В этой книге содержится ряд ценных сведений. Горький, с уютом расположившись между Ждановым и Молотовым, доверительно сообщает им, что человек звучит гордо, а непрерывно взволнованный Степан Щипачев высоко проносит свой лозунг: ЛЮБОВЬЮ ДОРОЖИТЬ УМЕЙТЕ!!! ЛЮБОВЬ – НЕ ВЗДОХИ НА СКАМЕЙКЕ!!! Монька была в восторге от этого изречения, которое она притащила из женской консультации в летние каникулы после седьмого класса. Изречение было красиво написано на санпросветплакате, где на манер шарады соотнеслись: бутыль сорокаградусной, криминогенная садовая скамья и зеленоватая парочка, а также луна и сомнительного вида младенец. Думаю, имени автора текста Монька так и не узнала. Она не вытерпела до конца тягомотину наук, так что каникулы после седьмого класса стали последними.

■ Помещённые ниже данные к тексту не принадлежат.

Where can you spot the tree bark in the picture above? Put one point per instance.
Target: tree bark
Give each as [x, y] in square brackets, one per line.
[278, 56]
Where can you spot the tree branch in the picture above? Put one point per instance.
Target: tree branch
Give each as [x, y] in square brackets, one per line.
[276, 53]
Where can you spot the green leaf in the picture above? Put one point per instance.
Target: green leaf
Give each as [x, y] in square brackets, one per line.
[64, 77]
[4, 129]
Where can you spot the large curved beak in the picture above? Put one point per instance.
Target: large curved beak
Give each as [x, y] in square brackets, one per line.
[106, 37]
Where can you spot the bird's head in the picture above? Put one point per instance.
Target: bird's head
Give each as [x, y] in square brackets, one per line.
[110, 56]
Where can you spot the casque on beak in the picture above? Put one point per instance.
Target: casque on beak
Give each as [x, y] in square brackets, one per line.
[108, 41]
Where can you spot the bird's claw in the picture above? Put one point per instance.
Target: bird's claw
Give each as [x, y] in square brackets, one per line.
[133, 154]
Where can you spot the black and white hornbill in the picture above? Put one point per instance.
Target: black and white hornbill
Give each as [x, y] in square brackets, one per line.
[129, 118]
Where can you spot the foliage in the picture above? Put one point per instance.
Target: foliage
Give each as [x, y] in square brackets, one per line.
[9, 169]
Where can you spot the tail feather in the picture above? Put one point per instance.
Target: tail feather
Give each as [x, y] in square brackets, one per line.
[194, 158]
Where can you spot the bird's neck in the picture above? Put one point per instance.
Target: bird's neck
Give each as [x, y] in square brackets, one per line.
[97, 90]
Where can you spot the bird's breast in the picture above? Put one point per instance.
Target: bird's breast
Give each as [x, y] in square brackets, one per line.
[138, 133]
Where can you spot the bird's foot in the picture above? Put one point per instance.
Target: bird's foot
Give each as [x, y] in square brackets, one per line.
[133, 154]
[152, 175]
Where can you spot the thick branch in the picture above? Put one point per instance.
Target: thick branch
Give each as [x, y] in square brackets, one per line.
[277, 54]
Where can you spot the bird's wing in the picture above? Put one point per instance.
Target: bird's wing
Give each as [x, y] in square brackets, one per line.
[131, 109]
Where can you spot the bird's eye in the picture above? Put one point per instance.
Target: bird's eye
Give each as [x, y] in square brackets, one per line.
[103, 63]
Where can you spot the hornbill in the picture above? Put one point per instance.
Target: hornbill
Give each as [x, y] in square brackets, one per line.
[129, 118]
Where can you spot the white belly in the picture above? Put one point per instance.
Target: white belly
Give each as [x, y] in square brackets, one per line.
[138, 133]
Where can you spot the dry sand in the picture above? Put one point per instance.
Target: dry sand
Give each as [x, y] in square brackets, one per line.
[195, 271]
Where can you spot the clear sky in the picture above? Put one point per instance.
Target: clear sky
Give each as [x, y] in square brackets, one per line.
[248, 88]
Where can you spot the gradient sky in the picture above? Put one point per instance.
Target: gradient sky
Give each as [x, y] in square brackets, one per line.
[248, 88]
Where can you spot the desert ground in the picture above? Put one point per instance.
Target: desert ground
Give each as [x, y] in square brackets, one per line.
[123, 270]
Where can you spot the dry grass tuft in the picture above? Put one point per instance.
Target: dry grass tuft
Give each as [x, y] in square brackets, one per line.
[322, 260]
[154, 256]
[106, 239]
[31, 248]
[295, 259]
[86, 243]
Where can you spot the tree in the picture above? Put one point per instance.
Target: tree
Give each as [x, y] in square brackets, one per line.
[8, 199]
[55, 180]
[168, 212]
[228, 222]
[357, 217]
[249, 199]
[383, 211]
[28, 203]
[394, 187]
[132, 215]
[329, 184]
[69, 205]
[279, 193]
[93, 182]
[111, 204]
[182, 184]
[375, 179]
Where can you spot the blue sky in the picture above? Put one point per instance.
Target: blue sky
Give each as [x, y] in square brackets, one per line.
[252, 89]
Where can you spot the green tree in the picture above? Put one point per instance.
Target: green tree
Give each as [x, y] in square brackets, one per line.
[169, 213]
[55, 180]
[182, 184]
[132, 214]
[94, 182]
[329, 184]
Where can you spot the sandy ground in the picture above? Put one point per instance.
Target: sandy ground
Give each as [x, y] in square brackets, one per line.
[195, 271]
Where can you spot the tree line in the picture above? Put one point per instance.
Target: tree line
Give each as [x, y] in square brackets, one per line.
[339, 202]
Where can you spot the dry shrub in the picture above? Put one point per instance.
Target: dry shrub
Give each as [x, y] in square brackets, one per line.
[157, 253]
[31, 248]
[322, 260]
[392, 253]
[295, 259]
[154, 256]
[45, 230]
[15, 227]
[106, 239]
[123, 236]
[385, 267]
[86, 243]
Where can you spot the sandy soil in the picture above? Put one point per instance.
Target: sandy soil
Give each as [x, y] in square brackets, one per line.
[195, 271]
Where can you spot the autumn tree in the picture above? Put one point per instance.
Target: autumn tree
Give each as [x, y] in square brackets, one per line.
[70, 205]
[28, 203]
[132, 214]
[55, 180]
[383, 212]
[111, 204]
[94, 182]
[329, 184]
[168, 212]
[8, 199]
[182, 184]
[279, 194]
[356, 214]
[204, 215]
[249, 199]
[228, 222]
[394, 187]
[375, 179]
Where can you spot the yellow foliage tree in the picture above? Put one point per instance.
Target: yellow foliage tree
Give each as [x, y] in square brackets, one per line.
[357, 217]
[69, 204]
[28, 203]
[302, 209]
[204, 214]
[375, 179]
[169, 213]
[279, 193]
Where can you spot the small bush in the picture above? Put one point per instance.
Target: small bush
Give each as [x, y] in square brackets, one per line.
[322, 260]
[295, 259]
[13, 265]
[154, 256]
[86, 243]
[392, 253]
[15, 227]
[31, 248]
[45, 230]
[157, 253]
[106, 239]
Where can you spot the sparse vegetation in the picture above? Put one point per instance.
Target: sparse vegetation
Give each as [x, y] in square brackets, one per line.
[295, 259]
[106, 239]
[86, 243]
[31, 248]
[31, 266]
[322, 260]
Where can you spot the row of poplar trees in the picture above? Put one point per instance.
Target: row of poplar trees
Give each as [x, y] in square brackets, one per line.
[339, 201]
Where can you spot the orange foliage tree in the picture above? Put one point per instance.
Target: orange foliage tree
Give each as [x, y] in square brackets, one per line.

– Буду я им учиться! – презрительно заявила она в начале лета 1959 года, и это были принципиальные слова.
Моньке всегда было свойственно беспечно клясться, божиться, зарекаться и давать зуб. Однако на этот раз слову она оказалась верна: книги в ее руках я больше не видела.
А последний раз перед тем видела в щелочку. Это был двухтомный «Нюрнбергский процесс». Монька с подружкой заперлись в сарае и, пакостно хихикая, разглядывали в этой книге срамные картинки с голыми дядьками и тетьками. Я их накрыла. Они стращали меня и клянчили не закладывать взрослым, и я не заложила, – но что толку?
Вокруг нее всегда был шум и скандал. Ее отлучки сопровождались всеобщим тарарамом, ничуть не меньшим по силе страстей и звука, чем утренние прибытия. Арнольд Аронович орал на Гертруду Борисовну, что она растит шлюху и паразитку; Гертруда Борисовна с величественным видом королевы-изгнанницы латала дырку от папиросы на замызганной Монькиной юбке («Почему ты за нее все делаешь?! За эту телку, паскуду?!» – «Я тебя сейчас задушу, Арнольд». – «Ноги раздвигать – она уже взрослая, а юбку зашить…» – «Арнольд, если ты сейчас же не замолчишь, это будут твои последние слова!!!»); Нелик с милицейской прямотой вставлял, что от этого бывает люэс; дед, выковыривая из самых неожиданных мест Монькины трусы, ломкие от стародавней месячной крови, кричал, что от этого бывают мыши.
В то лето решили запирать Моньку ночью на кухне. Это было гуманной мерой. Учли ее слабость кусочничать, особенно по ночам, и, с отчаяния, тешили себя надеждой возместить этим, хотя бы отчасти, запрет на кое-что повкусней. Под окном, в траве, пристроили брата Нелика, чья милицейская увлеченность правопорядком легче всего осуществлялась дома.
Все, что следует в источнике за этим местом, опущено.